CHICAGO (CN) — A federal civil rights class action challenging Chicago's policy to hold detainees over weekends and holidays hit a major hurdle Thursday, when a federal judge dismissed all but one of the plaintiffs from the suit.
The case, first filed in February 2020, argues that it's unconstitutional for those arrested on weekends and court holidays to have to wait until the next business day to post bond. A Chicago Police Department directive takes the exact opposite stance, expressly prohibiting those arrested on weekends and court holidays from posting bond at the police station in which they are detained. It instead mandates they must post bond before a Cook County judge, whenever court is next in session.
The plaintiffs and class representatives in the suit, all individuals who were arrested by Chicago police between 2018 and 2019 on days that court wasn't in session, say this policy violates their Fourth and 14th Amendment rights. The former guarantees protection against unreasonable search and seizure, while the latter guarantees a right to fair legal proceedings.
"Plaintiffs in this case... challenge this municipal policy as violative of the Fourth and Fourteenth Amendments because it results in an unreasonable duration of post-arrest detention and imposes an invidious and irrational discrimination," an April 2021 amended version of their complaint states.
The amended complaint also points out that the city does not require those arrested on weekdays to post bond before a county judge, implying that the CPD's weekend directive prioritizes court and police convenience over arrestees' civil rights.
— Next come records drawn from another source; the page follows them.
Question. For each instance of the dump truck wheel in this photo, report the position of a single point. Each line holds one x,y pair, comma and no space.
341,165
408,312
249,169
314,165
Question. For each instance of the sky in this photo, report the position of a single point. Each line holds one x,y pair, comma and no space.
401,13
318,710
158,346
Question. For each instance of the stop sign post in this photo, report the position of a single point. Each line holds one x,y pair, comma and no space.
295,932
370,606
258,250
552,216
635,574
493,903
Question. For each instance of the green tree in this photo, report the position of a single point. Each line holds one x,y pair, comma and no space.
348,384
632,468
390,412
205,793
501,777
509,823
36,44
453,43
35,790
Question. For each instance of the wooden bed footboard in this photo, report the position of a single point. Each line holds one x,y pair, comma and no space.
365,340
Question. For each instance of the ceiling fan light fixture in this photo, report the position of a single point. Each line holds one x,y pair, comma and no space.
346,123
"It is clear to me that the policy is unconstitutional," said Kenneth Flaxman, the lead attorney representing the class of arrestees, in an interview. "Everyone should be allowed to post bond at the station."
U.S. District Judge Gary Feinerman did not discount Flaxman's argument on its face, but instead based his decision to dismiss all but one of the five plaintiffs on the interaction between state and municipal law. The four eliminated plaintiffs had been arrested by Chicago police on warrants issued outside Cook County, and the Barack Obama appointee found that their holiday detention was mandated by the Cook County Circuit Court's General Administrative Order No. 2015-06.
"Defendants taken into custody by an arresting agency located within Cook County on an arrest warrant issued by an Illinois state court outside of Cook County shall be required to appear in bond court in the appropriate district or division of this court," the order, enacted in July 2015, states.
As a municipal policy in Illinois cannot override state law or disobey a circuit court order, Feinerman wrote in his Thursday opinion that "this command plainly requires the City to bring to bond court persons arrested on a warrant issued outside Cook County."
Later in his ruling, the judge pointed out that those arrested on warrants from outside Cook County could not post bond at a police station even on weekdays.
"On its face... the Order prohibits individuals arrested on warrants issued outside Cook County from posting bond at the [police] station," Feinerman wrote.
Anticipating this argument, the class representatives said in prior hearings that Order No. 2015-06 also contains language allowing arrestees to post bond without having to go to court first.
The last sentence of the order reads, "When the defendant is able to post the bail set on the warrant issued by the demanding authority, the defendant shall be admitted to bail and scheduled for a court appearance in the county of the demanding authority."
But Feinerman rejected this argument outright, noting that sentence was aimed at the Cook County Sheriff's Office, not the Chicago Police Department.
"Plaintiffs argued that the Order’s last sentence... authorizes CPD to accept bond at the police station without bringing the arrestee to bond court," Feinerman wrote. "But that sentence is part of a paragraph whose first sentence is unambiguously directed at the Cook County Sheriff, not the City, and it therefore does not authorize CPD officers to accept bond payments at the station from persons arrested on warrants issued outside Cook County."
Feinerman's ruling is a blow to the arrestee class' complaint, but not a lethal one. The singular remaining plaintiff, a woman named Theresa Kennedy, was arrested on a Saturday in April 2019 on an in-county warrant. While the judge did not discuss any potential 14th Amendment violation Kennedy may have suffered, he found that she had at least adequately alleged a Fourth Amendment claim.
The class action, and the more than 2,500 people it seeks to represent, will now proceed entirely on Kennedy's allegations.
"Kennedy alleges that there is no legitimate reason for the delay she suffered, as individuals arrested during nonholiday weekdays on warrants issued in Chicago are allowed to post bond at the police station," Feinerman wrote. "Those allegations are sufficient to allege a Fourth Amendment violation, at least on the pleadings."
Feinerman's ruling comes as Illinois prepares for criminal justice reform legislation known as the Safety, Accountability, Fairness and Equity-Today Act, or SAFE-T Act, that will take effect on New Year's Day 2023. The law eliminates cash bail in Illinois, among other changes, though Flaxman said he did not know if it would affect Kennedy's case moving forward.
"It's far from clear if the SAFE-T Act will affect this case," the attorney said, though he added that in light of the planned reforms, Chief Cook County Circuit Judge Timothy Evans ought to consider rescinding Order 2015-06.
"The chief judge may need to rescind that order," Flaxman said. "It seems out of touch."